Now my question: is it true that
$$ \int_{\Omega} (|\nabla u|^2 + qu^2)dV = \min \{ \int_{\Omega} (|\nabla v|^2 + qv^2)dV : v \in C^{\infty}(\overline{\Omega}), v|_{\partial \Omega}= f \} ?$$
Thanks
Best Answer
Actually we don't have go into the Sobolev space so that we don't have to bother with the norm topology.
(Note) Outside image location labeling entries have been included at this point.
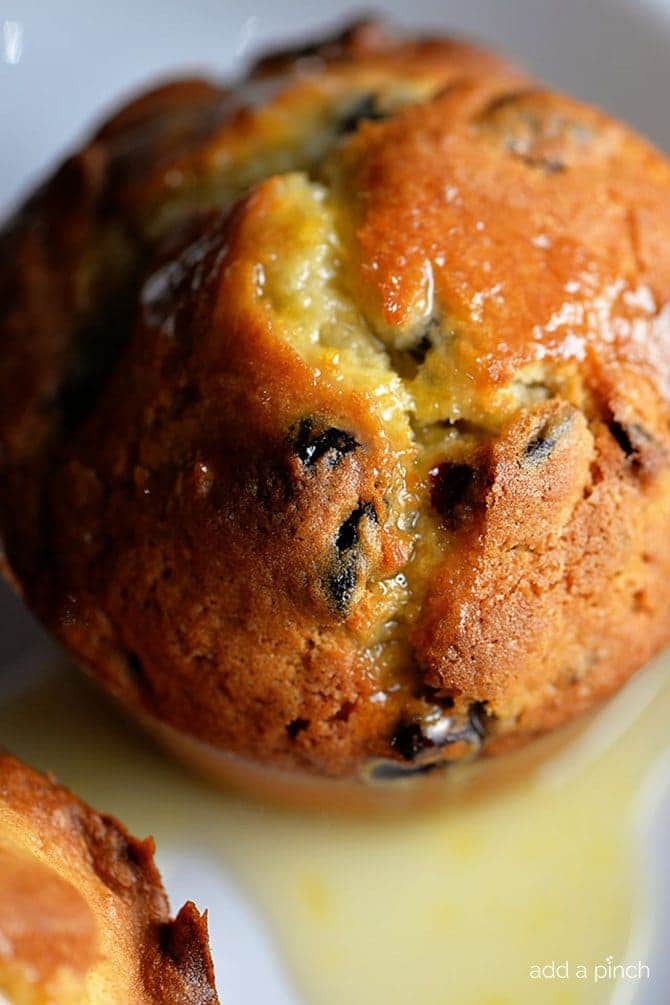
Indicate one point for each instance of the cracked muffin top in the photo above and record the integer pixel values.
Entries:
(333, 406)
(83, 917)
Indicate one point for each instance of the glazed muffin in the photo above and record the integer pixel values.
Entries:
(333, 407)
(83, 917)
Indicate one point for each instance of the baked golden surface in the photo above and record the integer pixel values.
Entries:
(333, 407)
(83, 917)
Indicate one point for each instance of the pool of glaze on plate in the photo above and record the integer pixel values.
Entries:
(532, 864)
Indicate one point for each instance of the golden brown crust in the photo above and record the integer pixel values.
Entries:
(83, 916)
(382, 470)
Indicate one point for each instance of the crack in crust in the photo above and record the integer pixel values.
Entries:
(394, 416)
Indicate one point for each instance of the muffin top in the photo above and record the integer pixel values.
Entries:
(83, 917)
(335, 405)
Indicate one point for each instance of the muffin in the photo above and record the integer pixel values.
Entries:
(333, 407)
(83, 917)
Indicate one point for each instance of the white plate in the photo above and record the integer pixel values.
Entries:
(60, 66)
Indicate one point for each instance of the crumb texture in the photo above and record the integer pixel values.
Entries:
(83, 917)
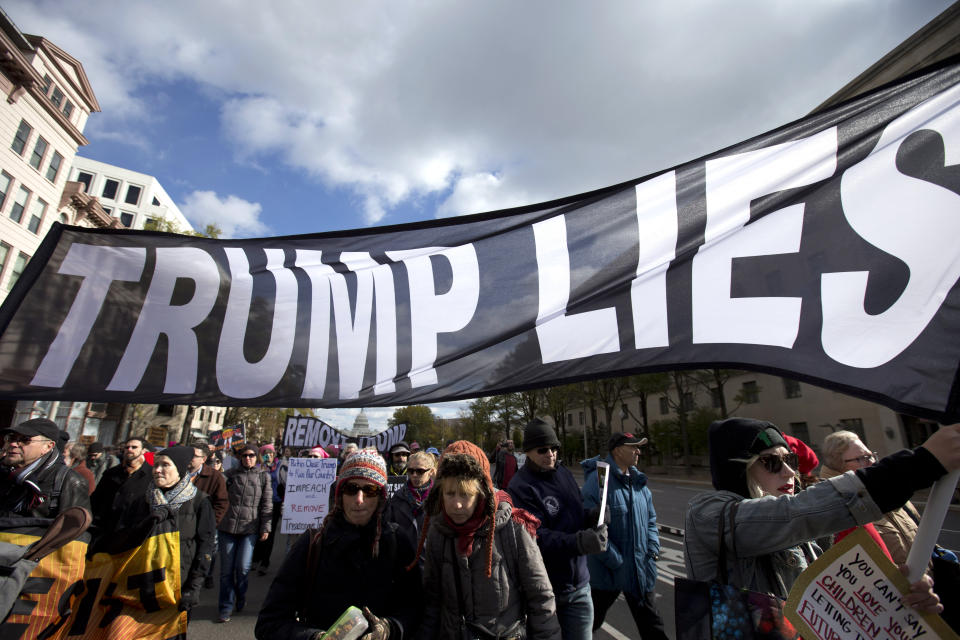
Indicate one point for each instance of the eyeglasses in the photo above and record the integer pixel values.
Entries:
(773, 462)
(865, 460)
(369, 490)
(21, 439)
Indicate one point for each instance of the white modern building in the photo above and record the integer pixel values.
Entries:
(132, 198)
(48, 101)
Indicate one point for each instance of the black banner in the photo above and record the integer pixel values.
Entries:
(826, 250)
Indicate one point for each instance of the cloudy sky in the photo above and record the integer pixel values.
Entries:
(284, 118)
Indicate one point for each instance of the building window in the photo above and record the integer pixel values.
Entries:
(791, 388)
(716, 398)
(855, 425)
(86, 179)
(133, 195)
(39, 150)
(110, 189)
(20, 140)
(18, 266)
(5, 180)
(55, 161)
(19, 204)
(36, 215)
(800, 430)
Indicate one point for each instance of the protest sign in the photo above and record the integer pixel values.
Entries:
(306, 501)
(853, 591)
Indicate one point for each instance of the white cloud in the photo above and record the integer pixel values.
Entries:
(235, 216)
(479, 105)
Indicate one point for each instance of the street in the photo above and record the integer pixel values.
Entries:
(670, 497)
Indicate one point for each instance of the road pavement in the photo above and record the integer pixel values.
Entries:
(670, 494)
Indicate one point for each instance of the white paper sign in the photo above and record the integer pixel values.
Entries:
(306, 501)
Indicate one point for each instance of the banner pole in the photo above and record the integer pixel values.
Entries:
(933, 516)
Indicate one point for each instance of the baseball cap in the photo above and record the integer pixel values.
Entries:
(628, 439)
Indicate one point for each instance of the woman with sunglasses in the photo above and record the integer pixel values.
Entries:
(354, 559)
(247, 520)
(406, 506)
(770, 541)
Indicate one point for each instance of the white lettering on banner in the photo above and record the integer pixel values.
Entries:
(99, 267)
(657, 236)
(878, 202)
(158, 316)
(562, 336)
(431, 313)
(318, 351)
(731, 184)
(236, 376)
We can perturb the functional by a test function $w\in C^{\infty}_0(\Omega)$ so that we don't change its boundary value $f$: $$F(v+\epsilon w)= \int_{\Omega} \left(|\nabla (v+\epsilon w)|^2 + q(v+\epsilon w)^2\right)\,dV .\tag{1} $$ For the function $g(\epsilon) := F(u+\epsilon w) $, it achieves the minimum at $\epsilon =0$ for any $w$, because the $u$ is the minimizer: $$ \lim_{\epsilon \to 0}\frac{d}{d\epsilon}F(u+\epsilon w) = 0 $$ If everything is smooth, we can interchange the limit and the derivative for (1): $$ \lim_{\epsilon \to 0}\int_{\Omega} \left(\frac{d}{d\epsilon}|\nabla (u+\epsilon w)|^2 + \frac{d}{d\epsilon}q(u+\epsilon w)^2\right)\,dV = 0, $$ this is $$ \lim_{\epsilon \to 0}\int_{\Omega} \left( 2\nabla (u+\epsilon w)\cdot \nabla w + 2q(u+\epsilon w) w\right)\,dV = 0, $$ which is $$ \int_{\Omega} \left( \nabla u\cdot \nabla w + qu w\right)\,dV = 0. $$ Integration by parts for the first term use the fact that the perturbation term does not change the boundary value: $w = 0$ on boundary $$ \int_{\Omega} ( -\Delta u + qu )w\,dV = 0. $$ By fundamental theorem of calculus of variations, you have the result.